California will get another federal grant, this time for $367 million, to extend its high-speed rail route in the Central Valley by another 20 miles and buy next-generation rail cars.
The money is part of a $2 billion grant, including $423 million that newly elected Republican Gov. Rick Scott of Florida rejected, joining Wisconsin and Ohio in spurning federal funds because of questions about the cost and viability of high-speed rail, a top transportation priority for the Obama administration. California Sens. Barbara Boxer and Dianne Feinstein, both Democrats, requested the additional money for California's big-bet on its rail project.
Transportation Secretary Ray LaHood made the announcment today. Last year LaHood redirected $624 million to California after the Ohio and Wisconsin cancellations. The money comes from the 2009 stimulus and 2010 appropriations.
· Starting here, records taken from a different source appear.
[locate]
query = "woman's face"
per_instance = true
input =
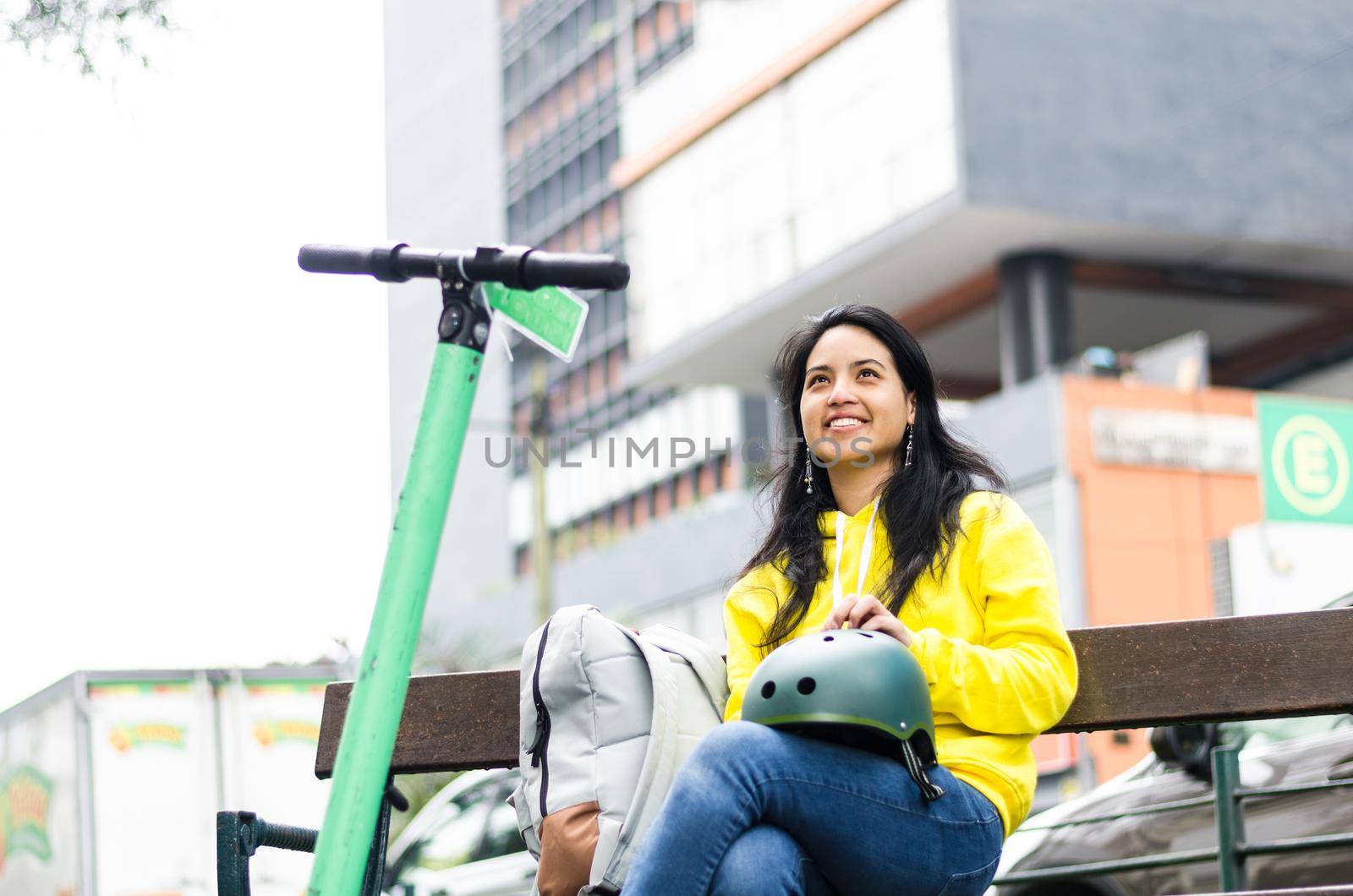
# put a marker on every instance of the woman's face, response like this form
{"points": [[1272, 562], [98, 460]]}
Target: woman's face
{"points": [[854, 402]]}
The rest of the $2 billion in grants will go to the New York-based Northeast Corridor for rail improvements, and to high-speed lines linking Chicago with St. Louis and Detroit. About $336 million will subsidize new locomotives and rail cars for California and the Midwest.
California hopes to have the nation's first rail system that can travel up to 220 mph. House minority leader Nancy Pelosi, D-San Francisco, put out a statement saying San Francisco will have the "Grand Central of the West," in the Transbay Transit Center.
"While other states may ignore the benefits of high-speed rail, California is ready to put investments to work immediately...By investing in our state's infrastructure, we increase mobility options and lower our dependence on foreign oil at a time of rising gas prices, while reducing road congestion and preserving the air...high speed rail holds the promise of smart urban planning, speed and safety, with passengers able to board in downtown San Francisco at the Transbay Transit Center, the 'Grand Central of the West,' and in a mere two-hours and forty minutes disembark in downtown Los Angeles, as established by the voters in state law with Proposition 1A."
An extensive critique published last October by Alain Enthoven, William Grindley and William Warren concluded that the financial projections for the California project "verge on being promotional," and will cost the state dearly by shortchanging more viable investments in education, parks and other transportation.